In the past thirty-five years I have either learned or admitted that I like tea, sweatpants, sarcasm, moving my body, human expression through the arts, country music, bright colors, meaningful gifts, hugs from my family, savory food, clothing that is sometimes a little bit trashy and literature with happy endings. And I finally approve of all of that!
God is making me who He wants me to be through my experience with life here on earth, but I am only a reflection of what I will be when I am sanctified and become my full self. For me, that means I am going to revel in who I have become up to this point, and keep becoming the person God has planned for me to be, and I am not going to avoid becoming that person or try to be someone else.
We need to be unapologetically us, not someone else and not someone our culture says we should be.
I Am Capable
Another reflection from the anxiety chronicles....
Basically, my self-esteem was made of mashed potatoes. While I earned credit toward being a responsible and successful human in the ways of academics, arts and good life choices, I and my credits were sinking.
I first noticed it right after getting married and moving to Texas. As often happens in life, you and your spouse may not be home at the same time all the time. However, I started wondering if something horrible would happen to me because he was gone. I had thoughts like, would someone break into our apartment? One night when John was leaving for a rehearsal, I could barely let him go, and while I was speaking to him, a voice in my head asked the question, “Who are you, Sarah?” Who was this person near tears because her husband was leaving for a rehearsal? Who was this person who was afraid to be by herself? Who was this grown woman who was basically afraid of the dark? No one I recognized.

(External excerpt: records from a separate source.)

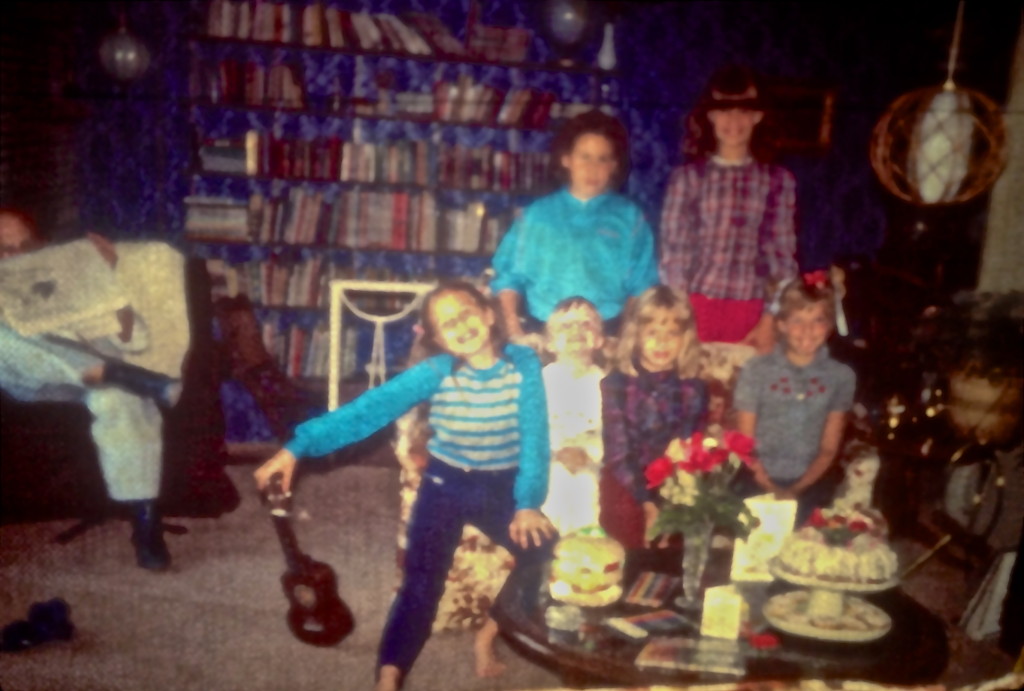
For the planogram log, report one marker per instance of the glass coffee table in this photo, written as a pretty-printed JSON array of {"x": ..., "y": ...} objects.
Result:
[{"x": 914, "y": 650}]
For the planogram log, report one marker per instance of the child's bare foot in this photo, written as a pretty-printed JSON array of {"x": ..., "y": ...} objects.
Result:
[
  {"x": 484, "y": 654},
  {"x": 389, "y": 679}
]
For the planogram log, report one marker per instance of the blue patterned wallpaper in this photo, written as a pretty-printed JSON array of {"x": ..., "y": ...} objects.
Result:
[{"x": 135, "y": 150}]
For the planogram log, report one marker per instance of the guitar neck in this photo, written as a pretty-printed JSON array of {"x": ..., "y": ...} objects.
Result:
[{"x": 289, "y": 545}]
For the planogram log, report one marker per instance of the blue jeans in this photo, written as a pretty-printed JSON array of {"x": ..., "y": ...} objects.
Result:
[{"x": 449, "y": 499}]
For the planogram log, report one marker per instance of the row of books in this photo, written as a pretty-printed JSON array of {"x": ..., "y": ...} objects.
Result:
[
  {"x": 274, "y": 282},
  {"x": 354, "y": 218},
  {"x": 231, "y": 82},
  {"x": 303, "y": 353},
  {"x": 400, "y": 162},
  {"x": 468, "y": 101},
  {"x": 322, "y": 25},
  {"x": 484, "y": 168},
  {"x": 329, "y": 159}
]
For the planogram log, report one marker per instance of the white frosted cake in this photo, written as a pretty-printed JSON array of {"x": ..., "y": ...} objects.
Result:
[
  {"x": 587, "y": 570},
  {"x": 840, "y": 547}
]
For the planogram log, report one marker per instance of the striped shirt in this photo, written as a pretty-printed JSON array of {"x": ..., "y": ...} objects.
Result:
[
  {"x": 475, "y": 418},
  {"x": 728, "y": 231},
  {"x": 482, "y": 420}
]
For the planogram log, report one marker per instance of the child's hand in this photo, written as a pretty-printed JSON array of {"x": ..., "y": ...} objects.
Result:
[
  {"x": 529, "y": 526},
  {"x": 283, "y": 462},
  {"x": 573, "y": 458}
]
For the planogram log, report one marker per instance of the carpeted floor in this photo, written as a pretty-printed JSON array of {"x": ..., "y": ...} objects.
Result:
[{"x": 216, "y": 621}]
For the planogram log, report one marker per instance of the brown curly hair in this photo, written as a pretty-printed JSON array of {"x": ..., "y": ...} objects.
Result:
[
  {"x": 430, "y": 344},
  {"x": 592, "y": 122},
  {"x": 698, "y": 134},
  {"x": 641, "y": 312}
]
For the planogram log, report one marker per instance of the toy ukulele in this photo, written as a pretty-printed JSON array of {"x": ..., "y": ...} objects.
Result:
[{"x": 317, "y": 614}]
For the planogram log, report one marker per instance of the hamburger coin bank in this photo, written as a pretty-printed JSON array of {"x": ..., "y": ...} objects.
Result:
[{"x": 587, "y": 570}]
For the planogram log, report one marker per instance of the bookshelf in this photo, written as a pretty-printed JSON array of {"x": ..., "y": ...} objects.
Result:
[{"x": 335, "y": 145}]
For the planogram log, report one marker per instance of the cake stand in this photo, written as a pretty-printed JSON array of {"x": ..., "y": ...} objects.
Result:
[{"x": 828, "y": 610}]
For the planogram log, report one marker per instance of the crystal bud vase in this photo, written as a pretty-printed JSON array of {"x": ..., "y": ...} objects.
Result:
[{"x": 696, "y": 545}]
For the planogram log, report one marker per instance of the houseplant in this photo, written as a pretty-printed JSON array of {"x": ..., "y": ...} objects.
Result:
[{"x": 693, "y": 478}]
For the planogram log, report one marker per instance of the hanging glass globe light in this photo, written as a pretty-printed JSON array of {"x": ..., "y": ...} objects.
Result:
[
  {"x": 123, "y": 54},
  {"x": 566, "y": 25},
  {"x": 941, "y": 144}
]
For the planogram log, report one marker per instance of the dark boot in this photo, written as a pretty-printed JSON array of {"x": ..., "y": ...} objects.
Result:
[{"x": 147, "y": 536}]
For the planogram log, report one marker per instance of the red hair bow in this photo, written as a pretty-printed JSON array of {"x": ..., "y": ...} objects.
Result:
[{"x": 817, "y": 278}]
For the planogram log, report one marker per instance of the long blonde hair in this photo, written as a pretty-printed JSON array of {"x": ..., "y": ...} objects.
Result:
[{"x": 641, "y": 312}]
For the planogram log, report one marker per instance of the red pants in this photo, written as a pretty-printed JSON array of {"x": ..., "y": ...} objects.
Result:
[
  {"x": 622, "y": 517},
  {"x": 725, "y": 320}
]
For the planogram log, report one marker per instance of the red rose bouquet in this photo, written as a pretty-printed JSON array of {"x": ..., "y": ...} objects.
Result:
[{"x": 693, "y": 478}]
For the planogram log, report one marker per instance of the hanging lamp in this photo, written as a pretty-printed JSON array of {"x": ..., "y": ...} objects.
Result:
[{"x": 943, "y": 144}]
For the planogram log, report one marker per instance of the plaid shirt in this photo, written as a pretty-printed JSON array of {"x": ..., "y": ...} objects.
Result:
[
  {"x": 640, "y": 416},
  {"x": 728, "y": 231}
]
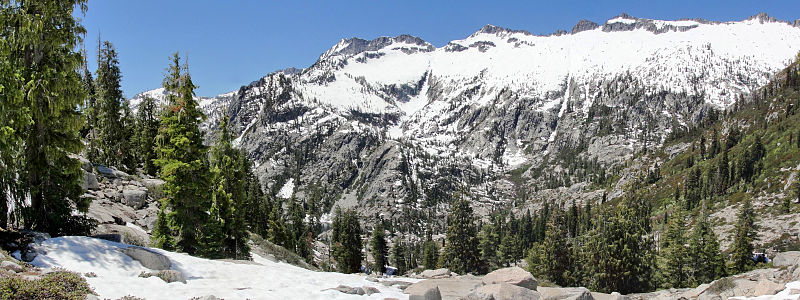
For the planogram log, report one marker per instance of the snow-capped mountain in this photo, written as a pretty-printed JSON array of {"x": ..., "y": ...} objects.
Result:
[{"x": 395, "y": 124}]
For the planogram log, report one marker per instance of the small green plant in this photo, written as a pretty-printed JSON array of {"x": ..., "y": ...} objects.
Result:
[
  {"x": 721, "y": 285},
  {"x": 55, "y": 285}
]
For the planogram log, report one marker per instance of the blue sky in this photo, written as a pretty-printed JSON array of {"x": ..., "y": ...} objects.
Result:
[{"x": 231, "y": 43}]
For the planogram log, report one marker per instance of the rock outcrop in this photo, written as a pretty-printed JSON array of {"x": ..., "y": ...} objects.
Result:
[
  {"x": 503, "y": 291},
  {"x": 513, "y": 275},
  {"x": 148, "y": 258}
]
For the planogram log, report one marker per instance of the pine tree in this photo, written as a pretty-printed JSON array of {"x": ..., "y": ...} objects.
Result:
[
  {"x": 745, "y": 234},
  {"x": 556, "y": 263},
  {"x": 41, "y": 90},
  {"x": 183, "y": 161},
  {"x": 489, "y": 244},
  {"x": 673, "y": 257},
  {"x": 109, "y": 104},
  {"x": 347, "y": 241},
  {"x": 277, "y": 228},
  {"x": 379, "y": 248},
  {"x": 461, "y": 252},
  {"x": 430, "y": 255},
  {"x": 128, "y": 146},
  {"x": 228, "y": 199},
  {"x": 146, "y": 131},
  {"x": 704, "y": 247},
  {"x": 398, "y": 256},
  {"x": 619, "y": 251},
  {"x": 162, "y": 233},
  {"x": 300, "y": 231},
  {"x": 256, "y": 203},
  {"x": 90, "y": 112}
]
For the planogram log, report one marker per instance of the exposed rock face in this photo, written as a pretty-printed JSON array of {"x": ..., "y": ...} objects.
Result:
[
  {"x": 149, "y": 259},
  {"x": 448, "y": 288},
  {"x": 134, "y": 198},
  {"x": 513, "y": 275},
  {"x": 433, "y": 274},
  {"x": 89, "y": 181},
  {"x": 503, "y": 291},
  {"x": 394, "y": 126},
  {"x": 428, "y": 293},
  {"x": 11, "y": 266},
  {"x": 578, "y": 293},
  {"x": 787, "y": 259},
  {"x": 584, "y": 25}
]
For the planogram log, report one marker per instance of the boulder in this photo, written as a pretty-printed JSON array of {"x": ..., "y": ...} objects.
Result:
[
  {"x": 11, "y": 266},
  {"x": 148, "y": 258},
  {"x": 429, "y": 293},
  {"x": 786, "y": 259},
  {"x": 154, "y": 187},
  {"x": 371, "y": 290},
  {"x": 89, "y": 181},
  {"x": 612, "y": 296},
  {"x": 122, "y": 234},
  {"x": 513, "y": 275},
  {"x": 449, "y": 288},
  {"x": 433, "y": 274},
  {"x": 768, "y": 287},
  {"x": 134, "y": 198},
  {"x": 503, "y": 291},
  {"x": 576, "y": 293},
  {"x": 171, "y": 276},
  {"x": 349, "y": 290},
  {"x": 91, "y": 297},
  {"x": 105, "y": 171}
]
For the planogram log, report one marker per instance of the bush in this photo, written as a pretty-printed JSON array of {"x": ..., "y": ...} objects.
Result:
[
  {"x": 721, "y": 285},
  {"x": 55, "y": 285}
]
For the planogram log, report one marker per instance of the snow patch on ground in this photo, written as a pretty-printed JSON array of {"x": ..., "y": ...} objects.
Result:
[
  {"x": 287, "y": 190},
  {"x": 117, "y": 275}
]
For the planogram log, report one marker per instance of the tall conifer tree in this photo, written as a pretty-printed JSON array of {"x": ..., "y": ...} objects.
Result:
[
  {"x": 39, "y": 116},
  {"x": 183, "y": 161}
]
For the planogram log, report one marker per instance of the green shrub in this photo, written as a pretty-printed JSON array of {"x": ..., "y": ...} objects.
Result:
[
  {"x": 721, "y": 285},
  {"x": 55, "y": 285}
]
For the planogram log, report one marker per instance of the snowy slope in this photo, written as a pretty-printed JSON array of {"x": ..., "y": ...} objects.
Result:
[
  {"x": 117, "y": 275},
  {"x": 390, "y": 119}
]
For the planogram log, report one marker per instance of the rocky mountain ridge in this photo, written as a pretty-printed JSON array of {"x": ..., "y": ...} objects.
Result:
[{"x": 396, "y": 125}]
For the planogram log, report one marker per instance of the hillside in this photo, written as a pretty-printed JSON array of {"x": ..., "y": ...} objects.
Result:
[{"x": 395, "y": 124}]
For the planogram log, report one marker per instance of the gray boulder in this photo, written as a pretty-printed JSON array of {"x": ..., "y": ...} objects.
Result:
[
  {"x": 429, "y": 293},
  {"x": 89, "y": 181},
  {"x": 577, "y": 293},
  {"x": 786, "y": 259},
  {"x": 154, "y": 187},
  {"x": 105, "y": 171},
  {"x": 171, "y": 276},
  {"x": 434, "y": 274},
  {"x": 122, "y": 234},
  {"x": 449, "y": 288},
  {"x": 149, "y": 259},
  {"x": 11, "y": 266},
  {"x": 513, "y": 275},
  {"x": 503, "y": 291},
  {"x": 134, "y": 198},
  {"x": 91, "y": 297},
  {"x": 371, "y": 290},
  {"x": 612, "y": 296}
]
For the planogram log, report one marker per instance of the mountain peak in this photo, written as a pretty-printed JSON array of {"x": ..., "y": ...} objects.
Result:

I started thinking about things that I worried about–and there were a lot. My counselor helped me begin to deal with the anxiety right away and it felt great. It wasn’t easy, but it was manageable and so helpful. What was harder was the fact that she also wanted to address the fact that I did not like myself. She made me come up with a list of ten positive things about myself. I asked if I could ask other people for help and she said no. Well, it took me over a month to come up with ten things. She told me to read them every day and add to the list. I think that was the beginning of me discovering who I was.
Fast forward eight years. By then I had two kids. I had been in and out of counseling during this time, mostly for continued help with anxiety. I realized that I had forgotten about the ‘10 Positive Things’ list. I realized one day that I was a grown-up and still barely knew who I was. What did I like? What didn’t I like? Why did I like or dislike stuff? Who were my friends? I think it kick-started some sort of weird (and kind of awesome) teen rebellion that I missed out on when I was an actual teenager.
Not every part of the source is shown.